DETROIT — It's a great time to be a car dealer, despite the troubles many of them have seen, says Sheldon Sandler, who facilitates the buying and selling of dealerships as CEO of Bel Air Partners.
Maybe it's not so hot now for dealers representing General Motors Co. and Chrysler Group LLC, which eliminated thousands of their retailers last year — with more cuts to come — as part of those auto makers' post-bankruptcy reorganization plans.
But Sandler predicts more stability and higher margins for the surviving dealers who, reacting to the recession, “have cut fat out of their dealerships and are not going to be quick to add overhead again.”
Dealers in the best shape run big operations with diverse brand portfolios and stores in various markets, he says at the Automotive News World Congress here. “It has dawned on everyone that being a single-point dealer or a dealer with two Saturn franchises is too risky.”
After what the industry has weathered in the storm of 2009, “the trend is to take as much risk out,” he says.
Dealers operate with a variable-expense structure, “meaning they can cut expenses on a dime,” Sandler says.
Consequently, agile dealers reacted quickly to the drastic drop in sales by reducing personnel, readjusting compensation plans, cutting inventory and launching innovative Internet strategies.
“Dealers can be flamboyant individuals, but on the financial side of life they are very conservative,” Sandler says.
When new-car and even used-car sales go soft — as they did dramatically with the former and less so with the latter — dealers can switch the emphasis to other aspects of their business.
“They have parts and service which are increasingly important as new-car margins become smaller,” Sandler says.

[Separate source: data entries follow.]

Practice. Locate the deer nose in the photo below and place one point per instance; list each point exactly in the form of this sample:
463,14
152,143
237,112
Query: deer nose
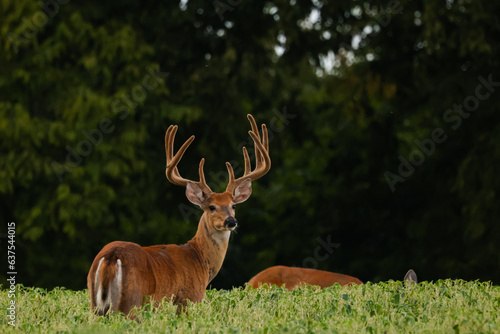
230,222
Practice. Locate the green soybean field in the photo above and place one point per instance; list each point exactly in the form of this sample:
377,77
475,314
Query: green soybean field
445,306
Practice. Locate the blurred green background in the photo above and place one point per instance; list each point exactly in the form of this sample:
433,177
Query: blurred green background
383,117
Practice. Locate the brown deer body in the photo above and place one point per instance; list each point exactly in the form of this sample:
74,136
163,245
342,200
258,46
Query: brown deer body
125,275
293,277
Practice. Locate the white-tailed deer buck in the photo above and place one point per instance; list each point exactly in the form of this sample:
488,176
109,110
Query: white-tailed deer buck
292,277
124,275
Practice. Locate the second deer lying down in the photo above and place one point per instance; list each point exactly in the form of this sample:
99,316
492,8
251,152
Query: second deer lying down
292,277
124,275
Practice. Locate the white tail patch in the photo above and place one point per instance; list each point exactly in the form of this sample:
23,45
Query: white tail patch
108,297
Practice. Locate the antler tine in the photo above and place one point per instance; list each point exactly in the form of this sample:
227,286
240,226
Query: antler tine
263,160
172,171
255,129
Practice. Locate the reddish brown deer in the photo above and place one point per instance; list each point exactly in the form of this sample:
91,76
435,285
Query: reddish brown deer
125,275
292,277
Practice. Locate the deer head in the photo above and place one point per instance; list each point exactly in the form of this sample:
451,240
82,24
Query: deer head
219,208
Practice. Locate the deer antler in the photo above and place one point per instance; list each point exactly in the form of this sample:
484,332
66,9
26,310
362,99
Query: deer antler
262,159
172,172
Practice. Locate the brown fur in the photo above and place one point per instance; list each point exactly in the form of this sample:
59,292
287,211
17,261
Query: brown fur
178,272
292,277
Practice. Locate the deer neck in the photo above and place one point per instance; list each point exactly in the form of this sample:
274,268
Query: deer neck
211,247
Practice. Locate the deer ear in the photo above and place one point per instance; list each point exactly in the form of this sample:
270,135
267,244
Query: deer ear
243,191
194,194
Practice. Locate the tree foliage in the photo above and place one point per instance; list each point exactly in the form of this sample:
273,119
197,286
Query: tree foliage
383,118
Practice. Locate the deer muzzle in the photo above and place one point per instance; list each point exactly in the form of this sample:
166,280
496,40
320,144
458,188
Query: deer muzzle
230,222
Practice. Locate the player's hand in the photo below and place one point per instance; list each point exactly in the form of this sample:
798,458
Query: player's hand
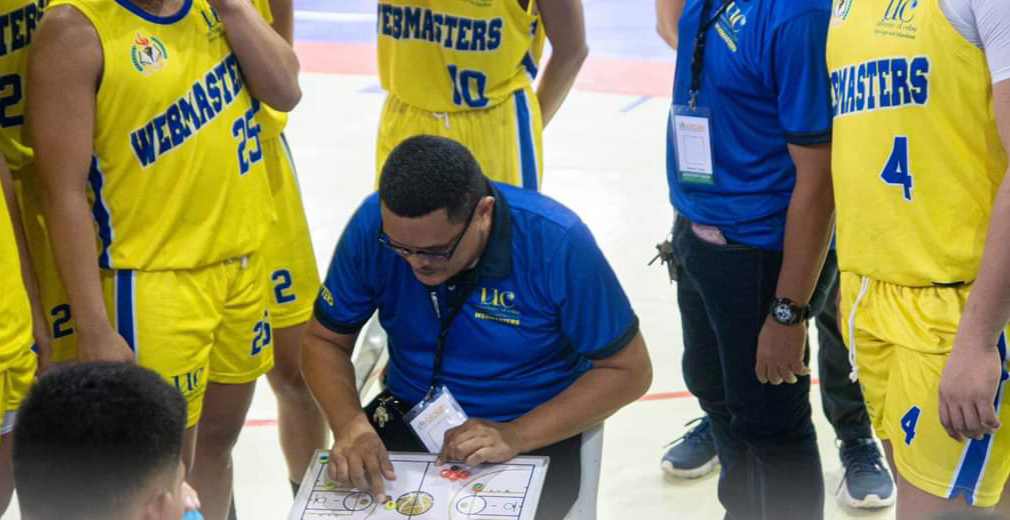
190,498
780,352
478,441
359,458
103,345
968,390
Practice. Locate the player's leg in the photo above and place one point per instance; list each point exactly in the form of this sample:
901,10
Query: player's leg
935,473
242,352
172,336
54,296
294,282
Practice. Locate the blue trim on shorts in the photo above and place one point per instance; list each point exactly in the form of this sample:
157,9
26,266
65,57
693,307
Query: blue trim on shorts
101,212
977,453
530,65
125,315
527,146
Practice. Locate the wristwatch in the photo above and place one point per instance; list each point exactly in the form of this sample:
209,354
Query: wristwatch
786,312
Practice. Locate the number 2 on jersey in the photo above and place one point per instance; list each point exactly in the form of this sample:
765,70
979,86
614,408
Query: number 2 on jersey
909,422
896,170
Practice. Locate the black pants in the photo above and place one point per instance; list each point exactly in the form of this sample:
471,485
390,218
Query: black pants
840,398
561,486
764,433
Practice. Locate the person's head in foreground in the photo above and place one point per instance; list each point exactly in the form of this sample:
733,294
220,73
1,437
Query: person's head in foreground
436,207
100,441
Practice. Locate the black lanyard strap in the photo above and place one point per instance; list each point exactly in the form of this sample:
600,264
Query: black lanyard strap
455,307
698,59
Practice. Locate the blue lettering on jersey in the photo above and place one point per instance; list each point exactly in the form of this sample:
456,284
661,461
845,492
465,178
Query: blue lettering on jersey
219,88
467,34
17,26
878,84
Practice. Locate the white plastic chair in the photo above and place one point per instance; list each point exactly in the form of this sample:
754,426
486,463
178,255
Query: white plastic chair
589,486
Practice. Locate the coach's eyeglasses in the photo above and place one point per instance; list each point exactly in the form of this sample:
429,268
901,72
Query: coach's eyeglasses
431,255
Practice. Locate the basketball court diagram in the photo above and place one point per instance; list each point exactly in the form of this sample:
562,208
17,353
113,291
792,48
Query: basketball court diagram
424,490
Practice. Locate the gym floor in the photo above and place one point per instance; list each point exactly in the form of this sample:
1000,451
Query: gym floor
605,158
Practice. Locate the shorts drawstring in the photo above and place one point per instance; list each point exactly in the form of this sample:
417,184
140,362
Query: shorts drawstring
853,376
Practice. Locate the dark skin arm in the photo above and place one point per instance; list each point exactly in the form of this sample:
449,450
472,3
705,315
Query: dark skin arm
808,233
61,128
566,27
610,385
359,457
269,61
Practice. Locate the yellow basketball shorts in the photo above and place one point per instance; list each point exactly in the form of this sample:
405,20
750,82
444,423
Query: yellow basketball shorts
900,339
194,326
287,252
16,377
54,296
506,138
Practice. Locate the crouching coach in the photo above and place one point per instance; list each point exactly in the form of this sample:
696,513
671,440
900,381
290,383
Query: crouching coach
496,296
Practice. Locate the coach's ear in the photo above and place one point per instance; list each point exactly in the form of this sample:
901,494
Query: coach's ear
169,497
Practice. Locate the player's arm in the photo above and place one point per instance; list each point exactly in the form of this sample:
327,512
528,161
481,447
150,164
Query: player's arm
61,114
269,62
566,28
39,322
804,109
284,18
359,457
611,384
972,375
668,15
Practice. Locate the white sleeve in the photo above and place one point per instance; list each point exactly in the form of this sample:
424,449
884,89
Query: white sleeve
986,23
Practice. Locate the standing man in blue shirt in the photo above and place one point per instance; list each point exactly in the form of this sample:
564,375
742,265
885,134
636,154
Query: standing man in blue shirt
748,166
500,295
866,483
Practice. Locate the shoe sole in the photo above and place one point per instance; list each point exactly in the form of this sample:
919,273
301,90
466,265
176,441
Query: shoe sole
870,502
695,473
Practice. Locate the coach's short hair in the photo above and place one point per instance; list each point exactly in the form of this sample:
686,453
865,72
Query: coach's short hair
425,174
91,436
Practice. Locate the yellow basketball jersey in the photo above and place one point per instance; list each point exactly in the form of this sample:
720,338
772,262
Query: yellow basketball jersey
446,56
272,120
15,312
178,175
916,157
18,19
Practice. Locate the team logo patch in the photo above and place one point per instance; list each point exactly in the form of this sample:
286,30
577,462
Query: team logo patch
899,19
841,10
148,55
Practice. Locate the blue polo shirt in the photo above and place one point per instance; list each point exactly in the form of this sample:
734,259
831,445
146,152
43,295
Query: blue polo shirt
545,303
766,83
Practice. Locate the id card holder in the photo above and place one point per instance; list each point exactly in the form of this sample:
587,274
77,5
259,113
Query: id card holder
691,130
432,417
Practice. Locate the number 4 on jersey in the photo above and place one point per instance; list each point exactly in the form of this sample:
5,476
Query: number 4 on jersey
896,171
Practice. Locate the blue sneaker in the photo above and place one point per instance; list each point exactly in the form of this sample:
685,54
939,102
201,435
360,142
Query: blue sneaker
867,483
692,455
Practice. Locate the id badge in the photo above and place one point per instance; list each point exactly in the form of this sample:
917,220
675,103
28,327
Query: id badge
692,133
431,418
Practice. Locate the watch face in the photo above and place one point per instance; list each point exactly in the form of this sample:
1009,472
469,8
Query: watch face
783,313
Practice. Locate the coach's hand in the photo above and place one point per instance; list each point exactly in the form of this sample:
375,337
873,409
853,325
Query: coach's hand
359,458
780,352
478,441
968,390
104,344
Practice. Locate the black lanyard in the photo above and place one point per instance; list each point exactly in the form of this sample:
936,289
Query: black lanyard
698,59
466,288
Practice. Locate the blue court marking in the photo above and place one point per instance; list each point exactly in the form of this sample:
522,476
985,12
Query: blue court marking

With leaner operations and less competition, surviving dealers are positioned to enjoy more stability and higher profits, even though they may sell fewer cars than before, he says.
The automotive retail network system “has been around for 90 years — and it works,” Sandler says.
One long-time automotive system that doesn't work and demonstrated that disastrously is the “production push” model, says Mike Jackson, CEO of AutoNation, the country's largest dealership chain.
“No one had screamed more for the death of production push than me,” he says at the conference held in the same complex where GM is headquartered. “It is a system where labor is a fixed cost, and you stuff the channel with inventory like you would a Thanksgiving turkey.
“Then you use incentives to push inventory, but at the same time you damage the brand and vehicle residuals.”
Jackson credits the government task force — established to oversee GM and Chrysler after a federal financial bailout — with killing the dragon.
“They didn't give a bridge loan and have it go to the same stupid business model on the other side,” he says. The domestic auto industry came to terms with the reality “that you can't keep producing vehicles people don't want.”
Japanese auto executives show much more astuteness in identifying and pulling the plug on poor-selling vehicles, Jackson says. “When I meet with them, their first question is, ‘What sells and what doesn't?’ There is no room for games.”
“The Japanese are more rational, agrees Walter Huizenga, owner of Gezon Motors, a Grand Rapids, MI, dealer that sells Volkswagens, Nissans and Mitsubishis. “They look at what works, while the Chrysler dealer across the street from me is being forced to take on 90 more cars.”
The way to quickly respond to market product demand is with a manufacturing process that can quickly stop making one vehicle and start making another when necessary, Jackson says.
“There is a whole new skill set this town needs to take on,” he adds. “We have a whole new chance.”